Insbesondere kritisierte er „die Rolle der bolschewistischen Partei bei der Zersetzung der russischen Front im ersten Weltkrieg. Und was haben wir davon gehabt? Wir haben gegen ein Land verloren, das ein paar Monate später selbst kapituliert hat. Und wir waren die Unterlegenen der Verlierer – eine in der Geschichte einmalige Situation. Und wofür das alles? Um des Kampfes um die Macht willen.“ Was hieß, Russland hätte den Krieg damals fortsetzen sollen, um ihn nicht gegen die Deutschen zu verlieren, die dann die Verlierer waren. Es hätte in Versailles mit am Tisch der Sieger gesessen. Die Kommunisten kamen nur an die Macht um den Preis der herbeigeführten Niederlage Russlands.

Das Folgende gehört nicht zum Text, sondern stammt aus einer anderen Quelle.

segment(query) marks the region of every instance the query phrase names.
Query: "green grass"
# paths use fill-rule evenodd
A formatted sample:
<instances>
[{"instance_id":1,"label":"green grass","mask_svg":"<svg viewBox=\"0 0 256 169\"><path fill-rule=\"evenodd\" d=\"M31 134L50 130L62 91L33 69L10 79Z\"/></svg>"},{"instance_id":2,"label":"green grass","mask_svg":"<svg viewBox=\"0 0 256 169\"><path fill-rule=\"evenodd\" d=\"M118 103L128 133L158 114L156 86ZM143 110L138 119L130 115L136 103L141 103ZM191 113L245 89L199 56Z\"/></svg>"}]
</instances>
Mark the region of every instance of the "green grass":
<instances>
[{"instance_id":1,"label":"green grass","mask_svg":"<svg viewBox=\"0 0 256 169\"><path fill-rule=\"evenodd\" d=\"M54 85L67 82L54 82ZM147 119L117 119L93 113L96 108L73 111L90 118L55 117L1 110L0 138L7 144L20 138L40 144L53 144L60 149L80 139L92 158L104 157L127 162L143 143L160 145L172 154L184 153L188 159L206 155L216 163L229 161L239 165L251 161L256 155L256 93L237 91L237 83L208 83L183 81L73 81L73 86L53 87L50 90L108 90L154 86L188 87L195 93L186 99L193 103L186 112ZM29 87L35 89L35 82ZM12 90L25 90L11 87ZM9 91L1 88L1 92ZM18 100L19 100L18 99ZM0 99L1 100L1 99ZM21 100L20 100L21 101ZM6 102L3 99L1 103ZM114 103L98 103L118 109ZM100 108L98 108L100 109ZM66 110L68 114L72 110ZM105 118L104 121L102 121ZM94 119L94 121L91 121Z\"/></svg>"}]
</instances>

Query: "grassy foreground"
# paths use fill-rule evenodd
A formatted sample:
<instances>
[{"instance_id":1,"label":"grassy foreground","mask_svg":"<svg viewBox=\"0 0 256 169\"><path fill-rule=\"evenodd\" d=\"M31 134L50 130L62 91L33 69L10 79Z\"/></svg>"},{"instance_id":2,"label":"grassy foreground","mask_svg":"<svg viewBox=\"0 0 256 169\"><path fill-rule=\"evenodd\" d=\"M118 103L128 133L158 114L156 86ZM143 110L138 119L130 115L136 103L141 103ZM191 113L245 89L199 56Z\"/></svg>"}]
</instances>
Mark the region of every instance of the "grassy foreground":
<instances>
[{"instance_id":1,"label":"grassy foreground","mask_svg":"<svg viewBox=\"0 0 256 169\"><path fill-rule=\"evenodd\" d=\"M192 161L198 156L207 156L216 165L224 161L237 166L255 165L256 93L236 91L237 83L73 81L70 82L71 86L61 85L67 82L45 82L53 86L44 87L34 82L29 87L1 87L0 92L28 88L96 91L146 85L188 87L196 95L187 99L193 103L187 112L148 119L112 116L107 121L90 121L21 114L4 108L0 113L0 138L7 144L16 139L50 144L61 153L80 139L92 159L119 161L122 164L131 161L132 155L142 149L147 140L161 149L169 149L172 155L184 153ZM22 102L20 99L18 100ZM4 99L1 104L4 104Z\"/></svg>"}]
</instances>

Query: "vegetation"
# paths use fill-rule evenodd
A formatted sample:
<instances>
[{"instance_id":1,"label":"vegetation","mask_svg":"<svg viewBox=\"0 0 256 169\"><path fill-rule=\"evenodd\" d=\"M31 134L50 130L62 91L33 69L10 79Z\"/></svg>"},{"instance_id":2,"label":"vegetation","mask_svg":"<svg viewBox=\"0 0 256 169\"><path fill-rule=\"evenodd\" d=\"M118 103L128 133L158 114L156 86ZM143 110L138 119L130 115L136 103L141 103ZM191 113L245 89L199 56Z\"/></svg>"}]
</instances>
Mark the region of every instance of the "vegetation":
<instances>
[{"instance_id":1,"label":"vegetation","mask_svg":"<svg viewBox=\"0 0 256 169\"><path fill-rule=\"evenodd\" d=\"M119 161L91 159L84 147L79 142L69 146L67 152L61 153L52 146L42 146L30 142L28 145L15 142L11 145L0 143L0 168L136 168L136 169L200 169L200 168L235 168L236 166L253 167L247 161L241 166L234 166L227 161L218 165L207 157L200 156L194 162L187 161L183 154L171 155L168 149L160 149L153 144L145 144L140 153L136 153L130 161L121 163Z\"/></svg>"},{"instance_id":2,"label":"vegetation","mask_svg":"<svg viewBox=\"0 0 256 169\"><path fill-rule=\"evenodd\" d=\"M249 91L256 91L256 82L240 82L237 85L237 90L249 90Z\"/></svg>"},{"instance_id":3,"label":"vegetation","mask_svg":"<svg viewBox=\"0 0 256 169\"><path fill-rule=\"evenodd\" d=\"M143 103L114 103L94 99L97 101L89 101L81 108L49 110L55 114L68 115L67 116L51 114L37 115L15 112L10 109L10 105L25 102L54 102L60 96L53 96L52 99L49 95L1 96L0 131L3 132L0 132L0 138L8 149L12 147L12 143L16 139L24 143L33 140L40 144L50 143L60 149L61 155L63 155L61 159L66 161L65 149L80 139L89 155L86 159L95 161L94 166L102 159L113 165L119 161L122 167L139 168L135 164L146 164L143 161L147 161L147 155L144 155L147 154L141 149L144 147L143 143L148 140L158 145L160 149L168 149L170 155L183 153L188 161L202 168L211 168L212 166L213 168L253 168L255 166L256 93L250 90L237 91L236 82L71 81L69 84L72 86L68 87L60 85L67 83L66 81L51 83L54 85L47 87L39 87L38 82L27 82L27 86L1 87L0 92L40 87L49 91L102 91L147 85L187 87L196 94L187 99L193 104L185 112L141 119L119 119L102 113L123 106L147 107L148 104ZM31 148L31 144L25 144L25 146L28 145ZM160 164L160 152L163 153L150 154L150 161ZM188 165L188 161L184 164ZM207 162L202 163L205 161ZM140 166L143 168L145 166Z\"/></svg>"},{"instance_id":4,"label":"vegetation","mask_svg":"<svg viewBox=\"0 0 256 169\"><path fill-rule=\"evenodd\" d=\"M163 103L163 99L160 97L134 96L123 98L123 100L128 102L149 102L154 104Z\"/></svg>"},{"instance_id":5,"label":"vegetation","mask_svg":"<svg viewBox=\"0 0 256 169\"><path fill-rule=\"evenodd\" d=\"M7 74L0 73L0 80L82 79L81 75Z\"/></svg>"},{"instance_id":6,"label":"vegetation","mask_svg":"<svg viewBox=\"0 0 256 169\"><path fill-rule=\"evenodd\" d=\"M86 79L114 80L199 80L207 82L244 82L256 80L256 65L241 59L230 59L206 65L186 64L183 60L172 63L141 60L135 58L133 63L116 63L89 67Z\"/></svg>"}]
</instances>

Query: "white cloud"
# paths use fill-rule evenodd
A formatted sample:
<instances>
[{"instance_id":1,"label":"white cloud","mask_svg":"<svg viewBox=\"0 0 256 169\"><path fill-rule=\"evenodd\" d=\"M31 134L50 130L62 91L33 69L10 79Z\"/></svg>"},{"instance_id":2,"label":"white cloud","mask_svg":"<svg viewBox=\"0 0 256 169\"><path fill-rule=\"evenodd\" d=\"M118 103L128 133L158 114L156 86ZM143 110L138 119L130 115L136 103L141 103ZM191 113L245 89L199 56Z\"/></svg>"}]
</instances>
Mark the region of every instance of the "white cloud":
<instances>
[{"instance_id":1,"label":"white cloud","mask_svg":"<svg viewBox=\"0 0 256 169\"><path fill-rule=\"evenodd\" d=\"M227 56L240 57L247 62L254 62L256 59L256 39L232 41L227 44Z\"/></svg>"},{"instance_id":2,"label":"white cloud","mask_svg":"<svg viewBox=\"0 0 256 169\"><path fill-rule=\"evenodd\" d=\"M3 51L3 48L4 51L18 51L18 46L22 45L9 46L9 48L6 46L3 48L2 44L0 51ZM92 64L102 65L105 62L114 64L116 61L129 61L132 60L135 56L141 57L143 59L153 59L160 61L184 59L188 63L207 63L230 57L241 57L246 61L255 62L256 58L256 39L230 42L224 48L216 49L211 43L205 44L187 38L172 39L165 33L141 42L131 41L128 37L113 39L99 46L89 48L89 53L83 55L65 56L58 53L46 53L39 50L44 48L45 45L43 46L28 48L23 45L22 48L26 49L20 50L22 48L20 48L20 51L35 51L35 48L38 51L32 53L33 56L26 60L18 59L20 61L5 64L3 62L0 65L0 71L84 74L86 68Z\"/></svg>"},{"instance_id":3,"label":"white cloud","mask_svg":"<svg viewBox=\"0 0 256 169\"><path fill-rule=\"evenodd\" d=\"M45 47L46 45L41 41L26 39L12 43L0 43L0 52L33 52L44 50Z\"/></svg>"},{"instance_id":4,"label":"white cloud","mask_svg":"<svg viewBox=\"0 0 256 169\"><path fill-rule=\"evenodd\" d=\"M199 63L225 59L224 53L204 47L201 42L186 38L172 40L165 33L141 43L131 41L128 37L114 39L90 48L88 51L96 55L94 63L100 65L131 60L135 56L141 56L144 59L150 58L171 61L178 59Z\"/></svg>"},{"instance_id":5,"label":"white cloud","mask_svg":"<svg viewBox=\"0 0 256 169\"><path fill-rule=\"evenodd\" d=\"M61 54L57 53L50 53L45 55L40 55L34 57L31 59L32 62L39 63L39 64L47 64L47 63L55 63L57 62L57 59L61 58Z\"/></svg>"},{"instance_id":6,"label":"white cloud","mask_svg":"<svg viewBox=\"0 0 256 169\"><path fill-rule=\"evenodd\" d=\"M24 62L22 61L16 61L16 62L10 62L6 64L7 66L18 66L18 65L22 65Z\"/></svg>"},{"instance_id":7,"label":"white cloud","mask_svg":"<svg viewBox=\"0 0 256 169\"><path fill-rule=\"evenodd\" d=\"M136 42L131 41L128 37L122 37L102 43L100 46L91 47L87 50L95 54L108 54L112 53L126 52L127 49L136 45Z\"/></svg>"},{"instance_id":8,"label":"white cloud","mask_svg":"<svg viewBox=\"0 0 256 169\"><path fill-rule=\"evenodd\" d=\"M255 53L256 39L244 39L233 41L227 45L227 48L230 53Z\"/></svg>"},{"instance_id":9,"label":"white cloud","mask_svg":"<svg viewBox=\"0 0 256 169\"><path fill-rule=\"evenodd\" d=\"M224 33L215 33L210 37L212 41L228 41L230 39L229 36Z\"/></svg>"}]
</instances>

Insbesondere die Entscheidung der Bolschewiki in Sachen Autonomierechte sei falsch gewesen: kulturelle Autonomie wäre gut gewesen, das Recht auf Austritt aus der Sowjetunion dagegen war die „Sprengladung“, die die Sowjetunion zerstört habe. Hinzu kam – so weiter Putin bereits 2016 – die willkürliche Festlegung der Grenzen, wodurch zum Beispiel der Donbass zur Ukraine gekommen sei. Eine solche Aussage ist richtig und zugleich unhistorisch. Die „nationale Frage“ hätte Russland nach 1917 genauso zerstört, wie sie die Habsburger Monarchie und das Osmanische Reich zerlegt hat. Insofern war der von den Bolschewiki vertretene Internationalismus, der die Schaffung national definierter Staatlichkeiten in der Sowjetunion einschloss, die Möglichkeit, die „russische Erde“ nach Krieg und Bürgerkrieg wieder einzusammeln. Bedingung dafür war die Macht der Kommunistischen Partei. Deren Fall brachte nationale Egoismen wieder zum Vorschein. An der Spitze allerdings stand der Egoismus von Boris Jelzin, Michail Gorbatschow zu entmachten, indem er die Union zerstörte.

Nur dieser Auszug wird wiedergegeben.